I don’t think there’s much to say about my translations, but then I probably always think that. It’s a matter of coming to Eich’s conclusions with getting on for as much grace, surprise, celerity, and quiddity as he displays in his originals. I haven’t taken any very great liberties—I might say I haven’t had to. As I generally do, I’ve always had in mind the reader with nothing but English. I’ve therefore used my own poetic instincts and intelligence—well, it seemed better than not using them. On occasion, I’ve reversed the order of phrases, more rarely of whole sentences. I’ve sometimes written a more leisurely English, thinking that (for reason of its fabled understatement) it would work better, as in “I don’t think I can stay here.” I’ve occasionally sharpened elements in the German, as in “nosing down the hill,” and even gone so far as adding the odd word, the bakers, for instance, “stretching in the pale morning wind.” I’ve put “bagpipes” for “blowpipe,” and “rhinoceros” where the German would seem to require “hippopotamus”; it’s done for the associations of stubbornness and cruelty in its thick skin; “hippopotamus” is too frivolous a word in English be in any way helpful. Poems from radio plays—I have done the celebrated poems from Träume (Dreams) of 1951—and the sonorous “Rain in Eltville” and the terrifying “Examine Your Fingertips” are in a different category again: not pared down, but bouncy, public, and rhetorical. They have been translated accordingly, specifically the poem “Dreams,” with concrete detail to match from various parts of the English-speaking world. My thinking is that we are so much more mongrel and global than we were then, and I haven’t wanted to leave the poem as a sort of period piece.

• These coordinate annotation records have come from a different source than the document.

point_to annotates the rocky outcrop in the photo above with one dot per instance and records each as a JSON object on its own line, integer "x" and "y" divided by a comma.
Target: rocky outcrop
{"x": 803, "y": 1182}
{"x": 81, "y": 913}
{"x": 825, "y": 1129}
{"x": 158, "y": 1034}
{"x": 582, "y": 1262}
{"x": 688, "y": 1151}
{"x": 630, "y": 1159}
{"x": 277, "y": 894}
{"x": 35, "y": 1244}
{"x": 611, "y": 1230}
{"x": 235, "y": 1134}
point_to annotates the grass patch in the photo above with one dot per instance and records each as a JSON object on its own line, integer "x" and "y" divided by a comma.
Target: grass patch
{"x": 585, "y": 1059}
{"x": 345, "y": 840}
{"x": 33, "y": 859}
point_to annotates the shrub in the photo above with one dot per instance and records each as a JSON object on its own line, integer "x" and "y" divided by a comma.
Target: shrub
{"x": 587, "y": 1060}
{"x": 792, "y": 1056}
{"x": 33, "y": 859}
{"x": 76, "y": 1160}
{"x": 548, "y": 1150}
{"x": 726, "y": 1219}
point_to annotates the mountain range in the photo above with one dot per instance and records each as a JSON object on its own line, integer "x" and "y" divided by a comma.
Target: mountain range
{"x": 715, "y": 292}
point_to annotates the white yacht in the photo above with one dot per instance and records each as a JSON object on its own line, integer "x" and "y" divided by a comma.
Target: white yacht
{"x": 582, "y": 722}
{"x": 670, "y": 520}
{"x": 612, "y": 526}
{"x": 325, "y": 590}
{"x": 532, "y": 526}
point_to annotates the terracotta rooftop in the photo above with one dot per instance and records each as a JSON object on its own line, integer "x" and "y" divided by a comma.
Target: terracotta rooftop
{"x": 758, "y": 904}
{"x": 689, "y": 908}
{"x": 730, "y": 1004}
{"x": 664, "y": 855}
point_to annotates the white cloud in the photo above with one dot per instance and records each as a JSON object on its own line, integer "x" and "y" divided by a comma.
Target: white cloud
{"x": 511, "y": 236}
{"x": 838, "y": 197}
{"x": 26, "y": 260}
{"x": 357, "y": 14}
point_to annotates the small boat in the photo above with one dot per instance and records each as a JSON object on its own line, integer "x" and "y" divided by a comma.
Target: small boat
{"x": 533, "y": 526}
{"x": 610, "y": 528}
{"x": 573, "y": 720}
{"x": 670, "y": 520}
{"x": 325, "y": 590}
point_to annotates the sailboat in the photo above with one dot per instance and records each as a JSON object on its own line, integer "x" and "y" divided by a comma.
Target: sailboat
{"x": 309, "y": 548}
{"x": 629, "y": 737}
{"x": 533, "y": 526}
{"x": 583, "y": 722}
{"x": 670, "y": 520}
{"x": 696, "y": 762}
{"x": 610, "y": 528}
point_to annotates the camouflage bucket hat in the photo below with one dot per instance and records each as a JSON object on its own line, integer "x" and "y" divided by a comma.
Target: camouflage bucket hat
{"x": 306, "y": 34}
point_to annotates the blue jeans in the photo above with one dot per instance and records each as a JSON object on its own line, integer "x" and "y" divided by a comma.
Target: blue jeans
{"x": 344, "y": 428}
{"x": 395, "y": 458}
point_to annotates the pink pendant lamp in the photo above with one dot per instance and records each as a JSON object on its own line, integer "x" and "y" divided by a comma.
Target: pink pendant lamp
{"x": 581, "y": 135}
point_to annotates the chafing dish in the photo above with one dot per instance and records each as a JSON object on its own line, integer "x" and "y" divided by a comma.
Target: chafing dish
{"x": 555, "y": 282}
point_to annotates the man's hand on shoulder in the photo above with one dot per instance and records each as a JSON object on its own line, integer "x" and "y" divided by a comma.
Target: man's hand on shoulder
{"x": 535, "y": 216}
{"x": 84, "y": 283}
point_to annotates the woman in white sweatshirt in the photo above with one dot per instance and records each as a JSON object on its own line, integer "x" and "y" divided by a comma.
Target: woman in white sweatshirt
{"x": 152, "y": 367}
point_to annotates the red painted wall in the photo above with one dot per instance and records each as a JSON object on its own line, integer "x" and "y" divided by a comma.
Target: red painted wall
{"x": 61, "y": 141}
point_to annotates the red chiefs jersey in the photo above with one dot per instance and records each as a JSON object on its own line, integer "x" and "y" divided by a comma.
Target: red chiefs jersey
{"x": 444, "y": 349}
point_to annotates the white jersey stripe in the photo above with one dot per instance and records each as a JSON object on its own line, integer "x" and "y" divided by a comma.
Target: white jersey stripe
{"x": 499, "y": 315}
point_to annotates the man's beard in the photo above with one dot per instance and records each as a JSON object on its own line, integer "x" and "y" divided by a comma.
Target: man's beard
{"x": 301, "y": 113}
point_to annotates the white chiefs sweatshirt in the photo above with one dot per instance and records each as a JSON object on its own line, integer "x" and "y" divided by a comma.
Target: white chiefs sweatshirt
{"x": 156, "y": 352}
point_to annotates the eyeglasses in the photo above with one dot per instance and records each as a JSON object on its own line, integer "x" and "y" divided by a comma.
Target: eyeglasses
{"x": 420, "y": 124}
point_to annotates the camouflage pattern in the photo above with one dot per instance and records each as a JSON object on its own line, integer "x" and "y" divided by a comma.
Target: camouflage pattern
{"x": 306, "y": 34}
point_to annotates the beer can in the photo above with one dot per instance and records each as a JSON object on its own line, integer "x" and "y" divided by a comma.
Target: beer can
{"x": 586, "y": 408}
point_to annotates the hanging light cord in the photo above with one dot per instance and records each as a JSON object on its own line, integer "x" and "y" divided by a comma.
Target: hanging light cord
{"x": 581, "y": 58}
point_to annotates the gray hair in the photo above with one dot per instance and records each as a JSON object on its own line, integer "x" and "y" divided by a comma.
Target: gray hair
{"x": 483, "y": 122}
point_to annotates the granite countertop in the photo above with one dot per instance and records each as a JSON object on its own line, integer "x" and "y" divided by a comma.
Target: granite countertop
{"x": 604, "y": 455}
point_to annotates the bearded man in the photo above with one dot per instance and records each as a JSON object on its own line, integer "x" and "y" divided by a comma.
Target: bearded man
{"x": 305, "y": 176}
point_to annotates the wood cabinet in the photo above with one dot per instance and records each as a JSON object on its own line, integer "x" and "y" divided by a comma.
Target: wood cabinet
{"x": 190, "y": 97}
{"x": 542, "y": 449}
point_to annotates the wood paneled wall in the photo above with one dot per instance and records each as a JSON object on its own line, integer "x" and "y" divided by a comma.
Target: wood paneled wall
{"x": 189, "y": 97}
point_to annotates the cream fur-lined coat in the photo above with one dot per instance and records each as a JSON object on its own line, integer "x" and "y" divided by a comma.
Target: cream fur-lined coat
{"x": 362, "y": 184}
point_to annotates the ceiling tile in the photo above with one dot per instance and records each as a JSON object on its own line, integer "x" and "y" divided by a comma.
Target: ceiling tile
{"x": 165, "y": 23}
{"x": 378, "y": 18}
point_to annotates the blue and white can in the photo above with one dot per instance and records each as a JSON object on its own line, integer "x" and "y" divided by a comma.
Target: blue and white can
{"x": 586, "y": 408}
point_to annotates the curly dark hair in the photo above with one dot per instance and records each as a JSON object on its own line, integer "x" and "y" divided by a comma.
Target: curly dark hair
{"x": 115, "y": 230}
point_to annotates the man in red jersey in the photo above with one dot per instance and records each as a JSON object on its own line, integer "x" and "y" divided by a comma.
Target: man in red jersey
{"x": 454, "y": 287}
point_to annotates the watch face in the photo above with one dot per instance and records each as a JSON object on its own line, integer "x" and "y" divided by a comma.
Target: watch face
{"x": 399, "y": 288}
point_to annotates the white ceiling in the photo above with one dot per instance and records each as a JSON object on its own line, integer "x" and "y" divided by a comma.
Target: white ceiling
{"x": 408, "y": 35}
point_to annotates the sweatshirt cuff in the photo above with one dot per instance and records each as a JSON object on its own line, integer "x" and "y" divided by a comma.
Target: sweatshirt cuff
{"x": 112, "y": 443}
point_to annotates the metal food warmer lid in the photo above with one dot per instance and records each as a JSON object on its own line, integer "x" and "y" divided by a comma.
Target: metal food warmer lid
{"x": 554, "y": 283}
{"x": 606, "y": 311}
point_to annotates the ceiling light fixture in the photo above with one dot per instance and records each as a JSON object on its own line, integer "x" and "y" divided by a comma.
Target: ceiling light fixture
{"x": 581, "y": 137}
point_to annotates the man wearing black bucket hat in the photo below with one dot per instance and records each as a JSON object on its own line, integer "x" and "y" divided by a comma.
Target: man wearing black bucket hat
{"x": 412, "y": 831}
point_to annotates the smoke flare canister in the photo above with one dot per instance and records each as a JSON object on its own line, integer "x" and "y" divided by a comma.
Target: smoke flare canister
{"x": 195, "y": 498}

I think I’ve evolved in these translations a specific diction to treat with Eich: mulish, crimped, pashminas, safety matches, squabble, humans, looped, grandstand, tippling, proposed itself. Not exactly showy or difficult, much less obscure words, but words that have a quality of relict or disject, a certain melancholy residue of boisterousness, that imply perhaps a more systematic and thoroughgoing vocabulary and a more powerful grammatical current to wash them ashore, words that have a quality of having been beached. Here, I realize, is for me a source of the quiet and immense and eerie power of Eich: words are like stray, chance, isolated survivals after some catastrophe, of unpredictable utility and beauty, most likely misapplied and unhelpful in any given context, like the “sodden ruches” of a wait-ress’s blouse. Eich was, after all, a great admirer and appreciator of Beckett’s. If there is any licence I have taken, it may have been that.

 

Michael Hofmann
March 2009

1. Translated from Günter Eich, Werke (Frankfurt: Suhrkamp Verlag, 1991), 4: 464.

2. Ibid., p. 504.

3. Words in Air: The Complete Correspondence between Elizabeth Bishop and Robert Lowell, ed. Thomas Travisano and Saskia Hamilton (New York: Farrar, Straus and Giroux, 2008), p. 250.